Python and C Programs Stop Abnormally
Fault Locating
The Python and C/C++ hybrid compilation process is not executed as designed and stops abnormally.
- Compile a test script that can reproduce the fault.
- Print job failure logs.
- Locate the source code based on the logs and analyze the error cause.
- Modify the code. Compile the code again to verify the modification.
- If the fault is rectified, integrate the modification into the code.
Case: The Main Process Stops Abnormally Because a New Thread Cannot Be Started
Symptom
In a cluster environment, a customer reports that more than 40% of Python analysis jobs fail when Huawei Donau Scheduler is used to submit a large number of Python analysis jobs.
Fault Locating
- Compile a test script to reproduce the fault.
Compile and execute the test script mol_map_label_dsub_vs1_chain_pa_hzl.sh.
1 2
cd exp/cryonet2/ exp/label_data/mol_map_label_dsub_vs1_chain_pa_hzl.sh ~/data/chains8_testhzl/1.list >ID_1000.list
Out of a total of 1000 jobs, 600 jobs are successfully executed and the success rate is 60%. Run the following command to write the execution results to the djob-s-all-1000.log file:
1djob -st "2021/12/11 10:44:52" -et "2021/12/11 10:55:00" -s all -n default > djob-s-all-1000.log
View the running result.
1cat djob-s-all-1000.log | grep SUCCEEDED | wc -l
View the ID of the submitted task.
1cat ID_1000.list | grep submit | wc –l

- Run the script and view the failure logs.

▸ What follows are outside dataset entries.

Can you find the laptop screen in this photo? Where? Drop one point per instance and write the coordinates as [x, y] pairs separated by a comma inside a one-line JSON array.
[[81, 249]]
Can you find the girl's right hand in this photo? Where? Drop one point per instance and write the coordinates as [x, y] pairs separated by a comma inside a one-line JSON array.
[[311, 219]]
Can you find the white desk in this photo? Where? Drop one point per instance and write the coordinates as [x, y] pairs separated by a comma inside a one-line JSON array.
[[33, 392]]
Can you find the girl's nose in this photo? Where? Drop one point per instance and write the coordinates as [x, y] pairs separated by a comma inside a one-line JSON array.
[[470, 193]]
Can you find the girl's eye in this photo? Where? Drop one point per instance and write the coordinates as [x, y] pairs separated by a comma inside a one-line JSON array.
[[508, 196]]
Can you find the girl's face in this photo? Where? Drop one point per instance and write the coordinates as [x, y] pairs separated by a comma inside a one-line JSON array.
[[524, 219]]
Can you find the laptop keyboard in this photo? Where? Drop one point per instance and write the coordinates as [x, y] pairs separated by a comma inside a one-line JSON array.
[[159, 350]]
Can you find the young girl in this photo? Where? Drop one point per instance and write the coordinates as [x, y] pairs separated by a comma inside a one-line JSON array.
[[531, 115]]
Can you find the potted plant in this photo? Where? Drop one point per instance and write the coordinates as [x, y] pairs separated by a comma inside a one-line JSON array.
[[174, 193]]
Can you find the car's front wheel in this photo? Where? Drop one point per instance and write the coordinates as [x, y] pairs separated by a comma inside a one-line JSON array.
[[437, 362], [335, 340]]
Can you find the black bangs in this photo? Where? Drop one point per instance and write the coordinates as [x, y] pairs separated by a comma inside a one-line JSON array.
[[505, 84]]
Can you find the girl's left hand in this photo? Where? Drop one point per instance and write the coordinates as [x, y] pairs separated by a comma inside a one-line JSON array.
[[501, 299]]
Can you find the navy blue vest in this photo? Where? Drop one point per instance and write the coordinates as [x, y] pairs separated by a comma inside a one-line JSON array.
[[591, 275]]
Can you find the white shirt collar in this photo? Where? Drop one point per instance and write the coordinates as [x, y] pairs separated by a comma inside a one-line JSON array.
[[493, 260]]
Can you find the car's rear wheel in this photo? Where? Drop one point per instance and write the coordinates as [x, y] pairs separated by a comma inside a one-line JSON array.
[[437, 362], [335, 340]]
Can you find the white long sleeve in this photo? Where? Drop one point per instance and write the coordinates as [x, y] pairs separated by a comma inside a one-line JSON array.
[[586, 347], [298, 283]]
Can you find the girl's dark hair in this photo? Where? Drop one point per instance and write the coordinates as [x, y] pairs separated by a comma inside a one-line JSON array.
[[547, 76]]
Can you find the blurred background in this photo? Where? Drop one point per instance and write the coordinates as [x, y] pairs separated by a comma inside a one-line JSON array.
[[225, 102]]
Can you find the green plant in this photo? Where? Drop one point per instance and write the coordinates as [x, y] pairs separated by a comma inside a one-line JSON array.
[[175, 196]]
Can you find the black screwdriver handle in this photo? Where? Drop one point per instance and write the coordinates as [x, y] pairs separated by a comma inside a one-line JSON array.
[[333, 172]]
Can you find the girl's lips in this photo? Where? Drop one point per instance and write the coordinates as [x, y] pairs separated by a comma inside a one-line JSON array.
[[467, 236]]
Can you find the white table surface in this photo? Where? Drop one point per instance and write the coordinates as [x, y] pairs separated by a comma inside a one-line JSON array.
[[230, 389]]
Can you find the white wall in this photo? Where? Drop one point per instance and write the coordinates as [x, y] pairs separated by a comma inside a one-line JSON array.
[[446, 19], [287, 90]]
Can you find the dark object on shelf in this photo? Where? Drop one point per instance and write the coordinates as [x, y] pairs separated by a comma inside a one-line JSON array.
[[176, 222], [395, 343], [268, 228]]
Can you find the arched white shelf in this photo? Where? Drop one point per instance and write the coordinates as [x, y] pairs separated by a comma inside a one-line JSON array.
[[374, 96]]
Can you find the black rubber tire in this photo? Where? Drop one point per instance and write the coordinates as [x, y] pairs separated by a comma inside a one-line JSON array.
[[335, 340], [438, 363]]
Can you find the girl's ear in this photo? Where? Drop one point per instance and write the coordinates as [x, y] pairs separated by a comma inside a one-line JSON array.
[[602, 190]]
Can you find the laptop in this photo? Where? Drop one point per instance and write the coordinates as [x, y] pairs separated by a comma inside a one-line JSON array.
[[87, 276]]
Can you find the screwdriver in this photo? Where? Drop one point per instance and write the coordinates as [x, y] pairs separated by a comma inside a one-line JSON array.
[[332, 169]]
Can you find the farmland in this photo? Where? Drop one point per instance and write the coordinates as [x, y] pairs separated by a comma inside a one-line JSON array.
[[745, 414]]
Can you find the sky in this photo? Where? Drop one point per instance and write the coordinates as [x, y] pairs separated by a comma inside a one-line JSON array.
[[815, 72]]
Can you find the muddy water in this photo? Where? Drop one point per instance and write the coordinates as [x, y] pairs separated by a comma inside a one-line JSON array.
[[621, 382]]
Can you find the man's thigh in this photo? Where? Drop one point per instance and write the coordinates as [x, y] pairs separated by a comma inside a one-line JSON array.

- It is found that OpenBLAS cannot create new threads. Run the following command. The output shows that 10816 processes or threads are used.
1ps -ef -T |grep sync360 | grep mid | wc -l
OpenBLAS is a highly optimized linear algebra library. It accelerates computing by starting multiple threads. The number of started threads by default is the same as the current physical cores.
The current compute node has 104 cores (2 CPUs, 52 cores for each CPU). Therefore, 104 threads are started for a single task.
However, -R cpu=1 is specified in the task submission command dsub, indicating that only one compute core is applied for. As a result, 104 tasks are allocated to the same compute node. Therefore, OpenBLAS creates 104 x 104 = 10816 threads, exceeding the resource limit of Linux threads.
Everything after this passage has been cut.